RECETOX / galaxytools

Set of Galaxy tool wrappers developed at RECETOX
MIT License
13 stars 13 forks source link

Find a tool which enables filtering coordination complexes and mixtures from a list of SMILES #430

Closed hechth closed 10 months ago

hechth commented 11 months ago

Input for the tool should either be a full metadata table coming from the matchms metadata extractor or MSMetaEnhancer or a single column of SMILES or InChI (which can be created from the full table via the text manipulation tools).

The tool should then filter out all SMILES or InChI which are representing a mixture or a coordination complex. An example for a coordination complex is available here.

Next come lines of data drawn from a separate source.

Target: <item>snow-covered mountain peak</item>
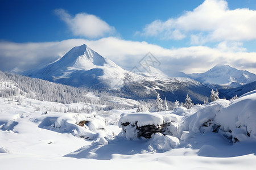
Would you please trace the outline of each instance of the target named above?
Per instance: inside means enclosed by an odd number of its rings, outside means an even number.
[[[105,59],[84,44],[72,48],[59,60],[59,62],[71,69],[88,70],[96,66],[103,66]]]
[[[189,75],[205,84],[232,87],[237,87],[256,81],[256,75],[254,74],[223,64],[218,64],[205,73],[194,73]]]

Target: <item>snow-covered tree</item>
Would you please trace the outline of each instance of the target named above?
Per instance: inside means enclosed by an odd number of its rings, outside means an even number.
[[[194,104],[192,103],[191,99],[190,98],[188,94],[187,95],[187,98],[185,99],[185,102],[183,104],[183,107],[185,107],[187,109],[190,109],[194,105]]]
[[[150,110],[150,105],[148,104],[140,104],[138,106],[137,112],[147,112]]]
[[[169,108],[168,107],[167,101],[166,101],[166,97],[164,98],[164,103],[163,105],[163,110],[164,111],[167,111],[169,110]]]
[[[156,112],[159,112],[161,110],[163,110],[163,100],[162,100],[161,98],[160,98],[160,95],[159,93],[158,93],[156,99],[155,100],[155,110]]]
[[[177,108],[179,107],[179,104],[180,104],[180,103],[179,102],[179,101],[176,100],[175,102],[174,103],[174,109]]]
[[[218,97],[218,89],[216,88],[216,92],[212,89],[212,91],[210,92],[210,101],[214,101],[220,99]]]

It is probably a good idea to consult the literature on SMILES in Mendeley under "ChemicalIndentifiers" to get a better idea of how these compounds are represented with SMILES and to also run some local tests using BioTransformer Galaxy tool and the MS-Finder Galaxy tool. There is a paper on creating MS-Ready SMILES which should give an idea of which compounds are not suited for MS.

Mixtures are usually represented by having a . in the SMILES but there might be more ways.

Some of the functionality we need for this might already be implemented in the chemical toolxbox. So we need to either find a tool which does the job or we implement a new tool which does this and it could be based on Openbabel.

An example MSP file which should be used for the filtering and from which the metadata can be obtained using the matchms_metadata_export function is available for download.

step1_data.zip

wverastegui commented 10 months ago

The tool produces SMILES and InChI output files when provided with the respective identifiers as input files.